These are the best photos I've seen of yours yet David. Congratulations on keeping the com stable. A while ago when you posted video I wondered how long it would be before you got a larger tank...


----------



## crazy72

It's a gorgeous tank you have there. The angelfish on the first pic looks the size of an endler in my tank!


----------



## richbcca

That is so cool. Too bad I cant do that with mine since they are all diff. sizes.


----------



## JUICE

richbcca said:


> That is so cool. Too bad I cant do that with mine since they are all diff. sizes.


i am getting real tempted to do it .. im paying jay a visit tmrw ..lol 

all i have to do is convince my wife ..


----------



## hondas3000

richbcca said:


> That is so cool.
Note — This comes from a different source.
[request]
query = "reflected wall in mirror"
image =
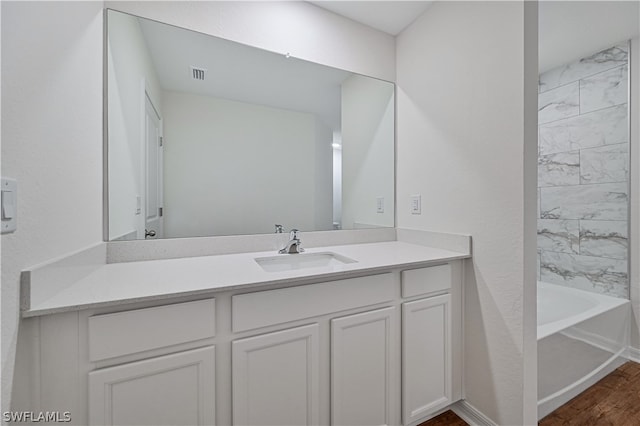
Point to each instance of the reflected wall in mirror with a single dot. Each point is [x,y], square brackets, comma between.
[210,137]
Too bad I cant do that with mine since they are all diff. sizes.


Try it, much better looking then just staring one fish per tank making your neck tire . Since you have spare tank so not working out, you still can remove them later. Just add more power head when you first start. I have mine all different size too. I do lost a green one when I start 3 small with a silver.


----------



## m_class2g

u need a big datnoid in there! but awesome how you pulled off a peaceful aro comm tank. you need to take a video!!


----------



## hondas3000

m_class2g said:


> u need a big datnoid in there! but awesome how you pulled off a peaceful aro comm tank. you need to take a video!!
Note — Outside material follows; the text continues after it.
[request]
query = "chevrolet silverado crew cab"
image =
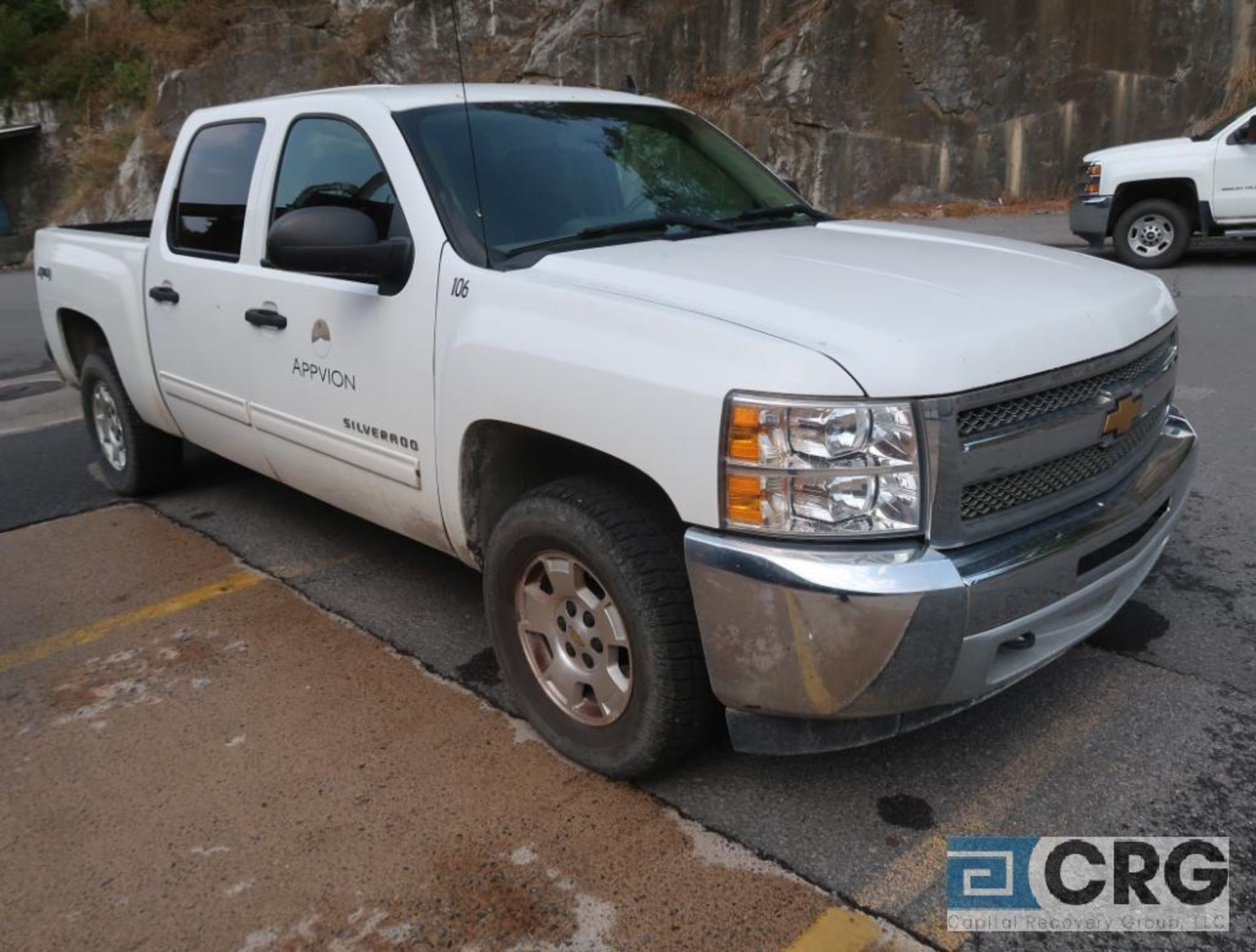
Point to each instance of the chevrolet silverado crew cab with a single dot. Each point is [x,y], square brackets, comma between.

I use to have 4 8" IT and I sold them, not really a fan of datnoid as they to shy around aro comm.


----------



## m_class2g

hondas3000 said:


> I use to have 4 8" IT and I sold them, not really a fan of datnoid as they to shy around aro comm.


as long u have bigger ones, thats not a problem! especially sts!


----------



## JUICE

m_class2g said:


> as long u have bigger ones, thats not a problem! especially sts!


ya mikes big dats are not shy , and are big enough to hang with his aro ...


----------



## BigPete

I love ur tank =p


----------



## tang daddy

As many have said nice set up nice fish!!

I would love to own a few arrow and stingrays some day when I have space to put a 6x4x3ft tank in my garage....


----------